Sir Reiner « Cyclone » Baer, chancelier de l’académie magique de psychokinésie.

« Tout événement qui survient dans notre vie n'est que le résultat de causes dont nous sommes seuls responsables. Sommes-nous en mesure de changer le passé ? Non. Quel est alors notre rôle dans ce flux incessant ? Observer. Les obstacles sont autant de mains tendues pour nous aider à évoluer. Il en va de même pour chaque individu, chaque peuple, chaque civilisation. Les plus sages sauront saisir ces mains. »

Anonyme, date inconnue, lieu inconnu.

« À chaque victoire, Dehest emporte des cohortes interminables de prisonniers qui finissent toujours par rejoindre leurs rangs. Nous savons cependant qu'ils ne sont plus les mêmes. Ce sont des coquilles vides, animées par quelque magie impure et un objectif funeste. »

Baltazar Dremius, Conseiller à la cour d’Opiath.

***

Le fragment de verre fila à toute allure et passa à un pouce du visage d'Aëlyss. Elle esquiva maladroitement et tituba. Son assaillant cauchemardesque s’avançait lentement sans la quitter de ses yeux ronds et luisants. Saisie d'épouvante, l’elfe se jeta dans la pente et roula sur les rochers jusqu’à atteindre la plaine. Elle s’enfuit à toutes jambes, incapable de jeter un regard en arrière. Après une longue course qui la mena à l'orée d'un bois touffu, elle fit une halte. La créature, le Reflet, comme Aëlyss la nommait, était hors de vue pour le moment. Elle savait cependant qu'il reviendrait, il le faisait toujours.

Cette attaque soudaine avait forcé Aëlyss à laisser sa couverture et ses vivres derrière elle. Faire demi-tour était hors de question. Il lui fallait donc atteindre Laaria au plus vite et espérer trouver un village encore habité. Elle s’enfonça dans le bois et progressa tant bien que mal au milieu des buissons. Le silence était de temps en temps perturbé par le cri d’un corbeau ou le frémissement des fougères au passage d’un petit animal craintif. Le ciel gris annonçait de futures chutes de neige.

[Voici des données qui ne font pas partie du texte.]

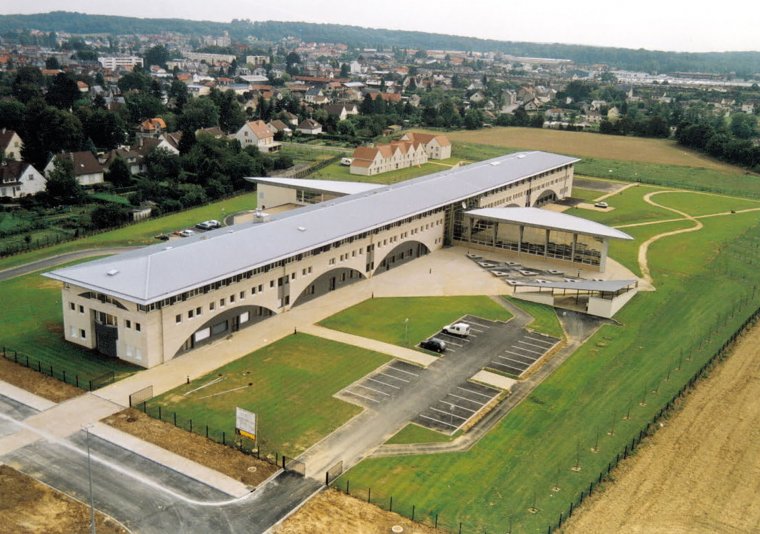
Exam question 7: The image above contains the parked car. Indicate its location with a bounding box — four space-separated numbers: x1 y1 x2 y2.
195 219 222 230
420 337 446 354
442 323 470 337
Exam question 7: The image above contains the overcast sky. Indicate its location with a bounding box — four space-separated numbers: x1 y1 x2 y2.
0 0 760 52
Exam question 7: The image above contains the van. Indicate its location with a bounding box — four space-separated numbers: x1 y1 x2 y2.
443 323 470 337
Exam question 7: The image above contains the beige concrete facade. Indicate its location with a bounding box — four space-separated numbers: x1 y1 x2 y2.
56 159 573 367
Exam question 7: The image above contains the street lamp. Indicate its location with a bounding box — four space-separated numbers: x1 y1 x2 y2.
83 425 95 534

L’elfe parvint aux rives de la Hordelv, une large rivière non loin de la frontière nord-est de Laaria. Elle fit une halte et examina la berge de part et d’autre. Pas de pont. Par ailleurs, traverser à la nage était impensable par cette température. Un détour s'imposait, ne manquant pas de nourrir ses craintes.

Une heure s’écoula avant que Aëlyss ne remarque des traces récentes. Elle remonta la piste non sans faire preuve d'une grande prudence. L'elfe n'escomptait pas foncer tête baissée dans leurs rangs. Les premiers flocons commencèrent à tomber lorsqu'elle entendit du bruit provenant d'une étroite cuvette bordée de hauts sapins. Elle se posta à couvert de larges rocs et observa ce qui semblait être un campement de fortune. Son sang se glaça en constatant ses occupants. Des revenants, féroces soldats de Dehest. Ils occupaient la région, comme Aëlyss le craignait. Redoublant de discrétion, elle tira son arme et s'avança à pas de loup. Trois guerriers maléfiques s'affairaient à charger des caisses dans un chariot. Visiblement, ils ne se doutaient pas de la présence de l'elfe. Elle bondit au milieu du campement. De sa main libre elle traça une série de symboles devant elle. Les guerriers tirèrent leurs armes sans effacer leur expression morte de leurs visages gris. En silence, ils s'avancèrent vers elle. Aëlyss termina son rituel, projetant une lourde pierre sur ses adversaires par la force de son esprit. La surprise fonctionna à merveille. Le projectile frappa le crâne du guerrier le plus proche qui s'effondra dans la neige. Les deux autres ne cillèrent pas et arrivèrent au contact. Au terme d'un échange fracassant, l'elfe se dégagea et tua sur le coup le deuxième guerrier d'un second projectile enchanté. Aëlyss vint à bout de son dernier adversaire d'une estocade précise sous le bras. Le calme retomba aussitôt. L'elfe s'assura qu'aucuns renforts n'étaient en route avant de reprendre son exploration.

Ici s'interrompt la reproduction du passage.